Amava il teatro ed imparò le leggende puraniche tramite quest’arte, che praticava mirabimente sia nelle parti maschili che in quelle femminili.
Crescendo si trasferì a Calcutta, dove divenne sacerdote al tempio di Dakshineswar, prendendo in seguito in moglie Sarada Devi.
Nel tempo cominciò a circolare la voce di questo sacerdote dai modi poco ortodossi, probabilmente folle, che tuttavia mostrava del luminoso genio nella sua apparente follia.
Chi ha conosciuto Ramakrishna, considerato sia dal popolo che dai massimi esperti alla stregua di un avatar, un’incarnazione del Divino, lo racconta come una persona estremamente semplice, addirittura un sempliciotto, alla maniera della “divina asinitade” di cui scriveva Giordano Bruno.
Eppure nella sua semplicità d’animo era in grado di interpretare tutti i testi più sacri con una profondità mai vista prima. La sua pratica religiosa era semplice e al tempo stesso arditamente complessa.
A sentir lui, tutto ciò che faceva era adorare la Madre Divina in ogni cosa come fosse più che reale. Lei era l’unica presenza con cui aveva a che fare rapportandosi con le persone e gli oggetti. Non di rado è stato visto parlare con le statue od offrire del cibo consacrato ai gatti.
La Madre era per lui ovunque.
L'aspetto rivoluzionario di Ramakrishna
La complessità rivoluzionaria della sua figura è stata la totale apertura verso ogni via spirituale, al punto di riuscire a conciliare nella sua figura esperienze spirituali considerate fino ad allora inconciliabili.
Abbiamo accennato al suo rapporto con la Madre Divina, come quello che si ha con una divinità personale.
Tuttavia Ramakrishna accettò anche di praticare la via monistica advaita, rinunciando al concetto di divinità personale con attributi, sperdendosi nella trascendenza assoluta senza forma.
Da li tornò continuando a praticare entrambi gli aspetti come veri e non come inconciliabili.
Non solo, per dimostrare la fondamentale unità di tutte le vie spirituali, divenne cristiano, facendo esperienza diretta di Cristo, e in seguito anche musulmano, come fervente adoratore di Allah.
Induista, Cristiano e musulmano, folle devozionale con una conoscenza più vasta di quella di tutti gli eruditi d’India. Ma come diffondeva la sua esperienza?
Continuava a portare avanti la sua vita nel tempio, molto rustica, senza eurdizione alcuna, alla presenza di pochi discepoli.
Insegnava con un liguaggio semplice e figurativo, a mo’ di favole di campagna, con cui indirizzava le anime allautorealizzazione.
Il suo più importante discepolo è stato Swami Vivekananda.
Ogni tanto Ramakrishna si faceva accompagnare per l’occasione di ascoltare canti devozionali, che amava particolarmente.

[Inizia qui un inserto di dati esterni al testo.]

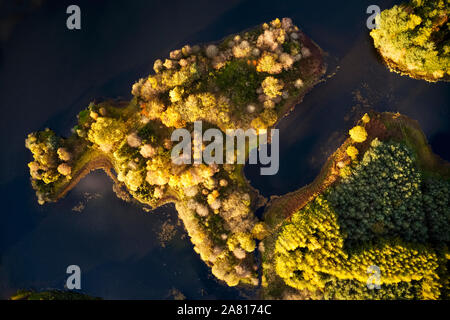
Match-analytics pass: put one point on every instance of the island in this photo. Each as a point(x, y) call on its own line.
point(413, 39)
point(374, 224)
point(247, 81)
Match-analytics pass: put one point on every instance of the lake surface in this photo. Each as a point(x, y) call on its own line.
point(48, 74)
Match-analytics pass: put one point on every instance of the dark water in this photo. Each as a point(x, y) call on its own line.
point(48, 73)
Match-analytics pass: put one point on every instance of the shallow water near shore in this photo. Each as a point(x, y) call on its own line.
point(48, 74)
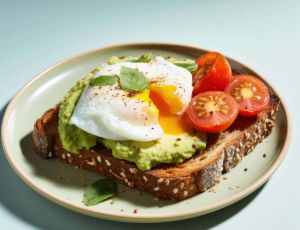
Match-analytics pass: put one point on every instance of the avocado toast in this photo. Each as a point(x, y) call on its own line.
point(174, 178)
point(174, 182)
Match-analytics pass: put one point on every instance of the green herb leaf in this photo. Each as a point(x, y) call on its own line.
point(188, 64)
point(132, 80)
point(103, 80)
point(143, 58)
point(99, 191)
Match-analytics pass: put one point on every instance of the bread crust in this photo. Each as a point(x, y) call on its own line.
point(172, 182)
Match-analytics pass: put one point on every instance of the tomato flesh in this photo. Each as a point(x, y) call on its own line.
point(213, 73)
point(212, 111)
point(251, 94)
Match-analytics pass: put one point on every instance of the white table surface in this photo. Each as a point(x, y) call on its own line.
point(263, 34)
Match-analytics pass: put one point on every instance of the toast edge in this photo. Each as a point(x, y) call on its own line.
point(47, 144)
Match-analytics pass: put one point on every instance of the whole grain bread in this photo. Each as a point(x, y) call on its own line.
point(173, 182)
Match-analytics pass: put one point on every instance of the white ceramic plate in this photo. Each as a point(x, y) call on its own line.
point(64, 185)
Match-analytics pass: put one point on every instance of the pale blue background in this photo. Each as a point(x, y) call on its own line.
point(263, 34)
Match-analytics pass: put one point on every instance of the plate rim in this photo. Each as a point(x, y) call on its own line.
point(124, 217)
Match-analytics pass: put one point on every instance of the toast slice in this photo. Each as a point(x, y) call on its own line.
point(172, 182)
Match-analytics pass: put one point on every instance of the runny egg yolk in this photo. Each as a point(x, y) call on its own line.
point(166, 105)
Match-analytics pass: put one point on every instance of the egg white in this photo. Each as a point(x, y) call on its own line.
point(110, 113)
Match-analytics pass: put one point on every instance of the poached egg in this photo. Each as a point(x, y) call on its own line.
point(116, 114)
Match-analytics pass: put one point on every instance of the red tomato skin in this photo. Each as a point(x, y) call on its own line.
point(218, 75)
point(243, 111)
point(218, 127)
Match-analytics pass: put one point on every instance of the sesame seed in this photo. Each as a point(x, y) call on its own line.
point(122, 174)
point(99, 159)
point(92, 162)
point(107, 163)
point(132, 170)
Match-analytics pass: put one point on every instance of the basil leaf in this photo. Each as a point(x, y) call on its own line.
point(103, 80)
point(188, 64)
point(143, 58)
point(99, 191)
point(132, 80)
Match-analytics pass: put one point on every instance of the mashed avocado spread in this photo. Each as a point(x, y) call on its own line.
point(168, 149)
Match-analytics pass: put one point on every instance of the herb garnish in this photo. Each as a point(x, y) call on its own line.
point(103, 80)
point(99, 191)
point(133, 80)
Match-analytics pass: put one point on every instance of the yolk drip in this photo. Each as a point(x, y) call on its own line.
point(166, 105)
point(169, 105)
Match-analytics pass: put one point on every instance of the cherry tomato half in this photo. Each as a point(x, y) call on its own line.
point(213, 73)
point(251, 94)
point(213, 111)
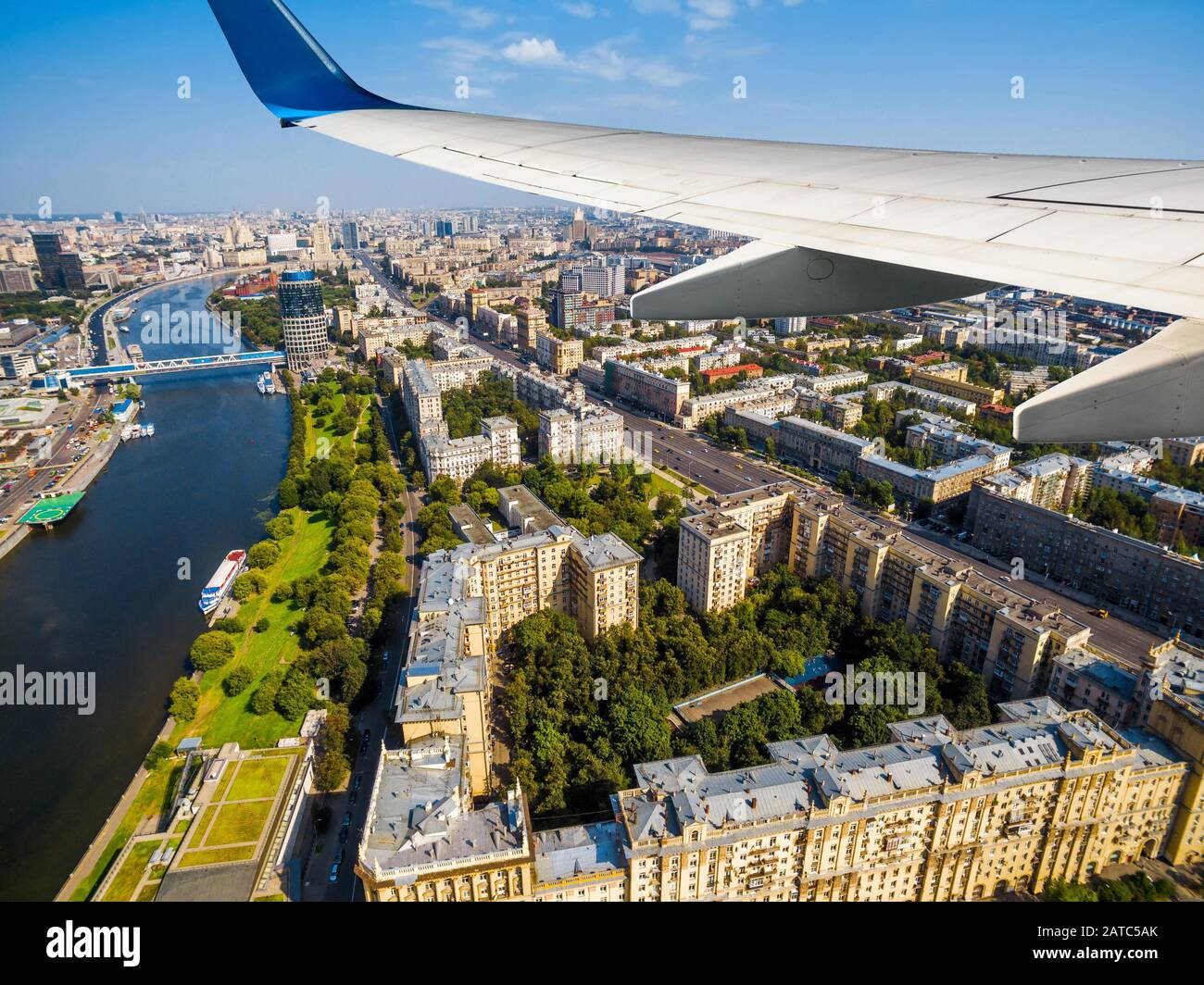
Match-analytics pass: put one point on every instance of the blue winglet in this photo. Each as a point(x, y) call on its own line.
point(284, 64)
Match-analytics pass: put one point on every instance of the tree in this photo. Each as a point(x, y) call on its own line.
point(287, 492)
point(211, 649)
point(295, 695)
point(185, 695)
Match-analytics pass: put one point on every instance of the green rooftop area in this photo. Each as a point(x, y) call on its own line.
point(52, 509)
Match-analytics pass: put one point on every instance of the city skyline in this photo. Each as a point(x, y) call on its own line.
point(914, 76)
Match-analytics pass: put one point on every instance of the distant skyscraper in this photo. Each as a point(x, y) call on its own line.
point(60, 270)
point(304, 318)
point(323, 256)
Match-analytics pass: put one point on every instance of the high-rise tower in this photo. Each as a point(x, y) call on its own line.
point(304, 319)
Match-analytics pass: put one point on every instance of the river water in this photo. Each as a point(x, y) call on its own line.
point(101, 593)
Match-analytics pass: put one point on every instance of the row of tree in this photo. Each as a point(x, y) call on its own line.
point(581, 717)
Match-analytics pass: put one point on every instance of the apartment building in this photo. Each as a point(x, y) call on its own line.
point(837, 411)
point(460, 457)
point(832, 381)
point(660, 395)
point(541, 391)
point(558, 355)
point(1148, 580)
point(421, 397)
point(994, 629)
point(424, 842)
point(927, 400)
point(458, 365)
point(1185, 452)
point(1178, 512)
point(935, 814)
point(588, 433)
point(755, 397)
point(952, 380)
point(530, 321)
point(1055, 480)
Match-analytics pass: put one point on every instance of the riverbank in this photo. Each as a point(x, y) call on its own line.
point(107, 593)
point(266, 643)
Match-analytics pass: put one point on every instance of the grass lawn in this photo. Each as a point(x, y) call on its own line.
point(212, 855)
point(239, 823)
point(221, 719)
point(257, 778)
point(120, 890)
point(153, 799)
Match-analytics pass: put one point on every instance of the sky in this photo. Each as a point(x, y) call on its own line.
point(93, 117)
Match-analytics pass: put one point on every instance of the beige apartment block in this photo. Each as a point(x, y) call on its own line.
point(558, 355)
point(935, 814)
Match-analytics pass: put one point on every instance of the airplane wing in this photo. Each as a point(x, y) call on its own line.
point(837, 231)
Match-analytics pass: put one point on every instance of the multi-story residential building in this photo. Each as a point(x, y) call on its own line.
point(966, 616)
point(759, 399)
point(834, 381)
point(927, 400)
point(1148, 580)
point(460, 457)
point(422, 841)
point(952, 380)
point(530, 321)
point(658, 393)
point(15, 280)
point(588, 433)
point(540, 391)
point(1055, 480)
point(458, 364)
point(1178, 512)
point(837, 411)
point(61, 270)
point(558, 355)
point(935, 814)
point(304, 319)
point(1185, 452)
point(421, 397)
point(376, 333)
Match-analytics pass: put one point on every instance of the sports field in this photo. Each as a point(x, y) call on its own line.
point(52, 509)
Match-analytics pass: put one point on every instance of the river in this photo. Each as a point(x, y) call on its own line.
point(101, 593)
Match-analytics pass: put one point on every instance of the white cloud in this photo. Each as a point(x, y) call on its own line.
point(531, 51)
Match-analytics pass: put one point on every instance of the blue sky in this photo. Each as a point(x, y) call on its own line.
point(93, 119)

Non ha lasciato nessun testo scritto, la sua vita è stata raccontata dai suoi discepoli. Molto spesso andava in stato di Samadhi in presenza dei discepoli, e da quella condizione impartiva, col suo fare sempre molto emotivo, insegnamenti. Era noto anche per il suo particolare rapporto con le donne.
Pur essendo sposato non consumò mai il matrimonio. Si rapportava con le donne come fosse una donna, talvolta vestendosi da donna.

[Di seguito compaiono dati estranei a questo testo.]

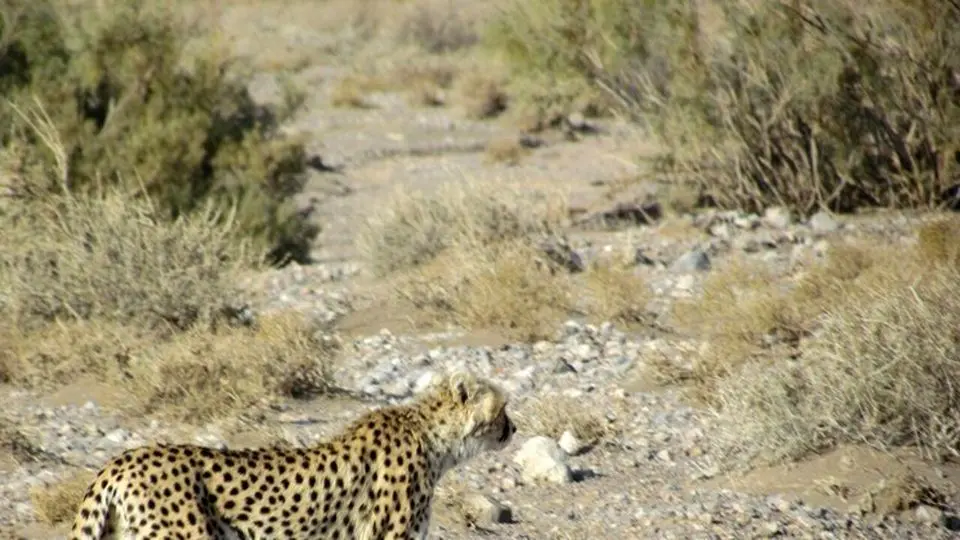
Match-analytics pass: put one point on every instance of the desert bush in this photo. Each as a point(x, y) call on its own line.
point(202, 375)
point(808, 104)
point(508, 285)
point(881, 372)
point(746, 312)
point(876, 126)
point(436, 26)
point(106, 288)
point(113, 94)
point(114, 258)
point(553, 47)
point(414, 227)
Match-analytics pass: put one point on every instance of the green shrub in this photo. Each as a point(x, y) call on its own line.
point(808, 103)
point(115, 95)
point(559, 50)
point(112, 258)
point(819, 104)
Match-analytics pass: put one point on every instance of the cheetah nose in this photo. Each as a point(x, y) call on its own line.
point(508, 430)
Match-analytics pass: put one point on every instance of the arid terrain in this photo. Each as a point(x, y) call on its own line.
point(697, 370)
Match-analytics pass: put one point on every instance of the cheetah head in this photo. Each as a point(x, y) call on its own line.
point(469, 415)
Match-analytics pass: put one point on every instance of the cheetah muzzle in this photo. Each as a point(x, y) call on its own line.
point(373, 481)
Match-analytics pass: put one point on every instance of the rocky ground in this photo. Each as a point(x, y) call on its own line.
point(643, 466)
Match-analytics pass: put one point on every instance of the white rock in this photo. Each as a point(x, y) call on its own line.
point(542, 459)
point(571, 444)
point(485, 509)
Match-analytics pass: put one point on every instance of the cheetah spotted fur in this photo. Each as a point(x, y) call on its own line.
point(373, 481)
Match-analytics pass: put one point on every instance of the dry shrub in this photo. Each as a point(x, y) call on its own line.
point(413, 228)
point(195, 376)
point(506, 285)
point(726, 89)
point(745, 313)
point(552, 416)
point(126, 93)
point(939, 242)
point(742, 117)
point(509, 150)
point(351, 91)
point(205, 375)
point(739, 308)
point(115, 258)
point(57, 502)
point(881, 371)
point(481, 96)
point(615, 293)
point(436, 26)
point(550, 47)
point(99, 287)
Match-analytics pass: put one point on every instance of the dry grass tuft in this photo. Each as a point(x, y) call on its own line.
point(508, 150)
point(506, 285)
point(436, 26)
point(745, 313)
point(352, 91)
point(939, 242)
point(97, 287)
point(201, 375)
point(413, 228)
point(551, 417)
point(861, 349)
point(615, 293)
point(880, 371)
point(57, 503)
point(115, 258)
point(481, 96)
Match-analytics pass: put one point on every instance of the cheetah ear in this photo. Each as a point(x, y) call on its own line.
point(462, 386)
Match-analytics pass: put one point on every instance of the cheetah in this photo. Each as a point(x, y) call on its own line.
point(373, 481)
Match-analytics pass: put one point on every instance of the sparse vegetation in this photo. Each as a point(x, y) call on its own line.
point(507, 150)
point(859, 349)
point(551, 417)
point(880, 371)
point(139, 106)
point(727, 89)
point(102, 287)
point(414, 228)
point(507, 285)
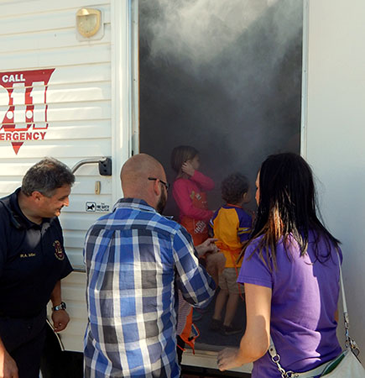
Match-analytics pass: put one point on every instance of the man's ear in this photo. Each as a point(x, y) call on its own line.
point(157, 187)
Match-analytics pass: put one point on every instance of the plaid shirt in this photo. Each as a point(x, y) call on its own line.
point(136, 259)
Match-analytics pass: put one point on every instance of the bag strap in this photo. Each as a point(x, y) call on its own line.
point(349, 343)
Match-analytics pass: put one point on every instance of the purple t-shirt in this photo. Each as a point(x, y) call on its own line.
point(304, 300)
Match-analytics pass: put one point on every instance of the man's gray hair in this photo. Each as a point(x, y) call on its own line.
point(46, 176)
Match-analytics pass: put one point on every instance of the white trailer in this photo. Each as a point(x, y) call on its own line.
point(333, 132)
point(69, 89)
point(67, 95)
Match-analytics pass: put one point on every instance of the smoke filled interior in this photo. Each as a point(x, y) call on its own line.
point(225, 78)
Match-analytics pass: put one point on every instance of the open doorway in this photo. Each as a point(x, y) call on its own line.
point(225, 78)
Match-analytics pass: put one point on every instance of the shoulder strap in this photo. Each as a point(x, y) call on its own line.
point(349, 342)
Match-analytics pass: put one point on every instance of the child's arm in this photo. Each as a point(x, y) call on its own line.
point(185, 204)
point(245, 226)
point(205, 182)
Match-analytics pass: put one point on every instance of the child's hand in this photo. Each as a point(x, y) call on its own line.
point(187, 168)
point(207, 246)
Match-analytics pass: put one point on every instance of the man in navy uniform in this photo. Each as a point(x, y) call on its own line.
point(32, 263)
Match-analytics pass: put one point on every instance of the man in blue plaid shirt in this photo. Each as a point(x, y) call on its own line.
point(136, 260)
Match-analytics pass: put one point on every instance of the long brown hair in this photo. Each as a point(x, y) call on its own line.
point(287, 208)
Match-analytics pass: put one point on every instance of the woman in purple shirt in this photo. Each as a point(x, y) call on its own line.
point(291, 276)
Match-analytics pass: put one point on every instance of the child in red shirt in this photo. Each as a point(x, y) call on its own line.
point(189, 191)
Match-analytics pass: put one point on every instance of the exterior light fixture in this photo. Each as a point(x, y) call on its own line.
point(88, 22)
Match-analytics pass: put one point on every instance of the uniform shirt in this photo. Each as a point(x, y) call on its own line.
point(304, 300)
point(135, 260)
point(231, 226)
point(32, 260)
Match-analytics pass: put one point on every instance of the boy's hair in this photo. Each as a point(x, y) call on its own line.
point(180, 155)
point(234, 187)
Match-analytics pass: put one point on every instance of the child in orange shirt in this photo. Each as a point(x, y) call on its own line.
point(232, 227)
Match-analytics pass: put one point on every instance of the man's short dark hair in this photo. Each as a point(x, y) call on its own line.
point(46, 177)
point(234, 187)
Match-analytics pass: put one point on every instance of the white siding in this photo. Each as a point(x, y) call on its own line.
point(88, 114)
point(334, 123)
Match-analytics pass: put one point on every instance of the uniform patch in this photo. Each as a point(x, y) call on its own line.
point(58, 250)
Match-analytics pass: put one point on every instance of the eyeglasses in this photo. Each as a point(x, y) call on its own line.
point(165, 184)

Alla sua morte, quando chiesero alla moglie che aveva lasciato come stesse, lei rispose piangendo che non era triste perché aveva perduto il marito, ma perché aveva perduto la compagnia di Kali vivente.
In un' epoca di fondamentalismo religioso e di recrudescenze culturali come quella di oggi, la riscoperta di una figura come quella di Ramakrishna sarebbe fondamentale. E’ stato l’esempio vivente di un nuovo modello, ha dimostrato che tutte le religioni sono vere, sacre, e sperimentabili liberamente. I muri religiosi e spirituali sono ostacoli allo spirito.
Forse non è un caso che prima di morire predisse che sarebbe tornato a metà del ventunesimo secolo nella zona dell’Asia Centrale poco sopra il Medio Oriente. Forse dopo il Rinascimento bengalese il folle divino ha intenzione di dare il via ad un altro piu’ grande Rinascimento.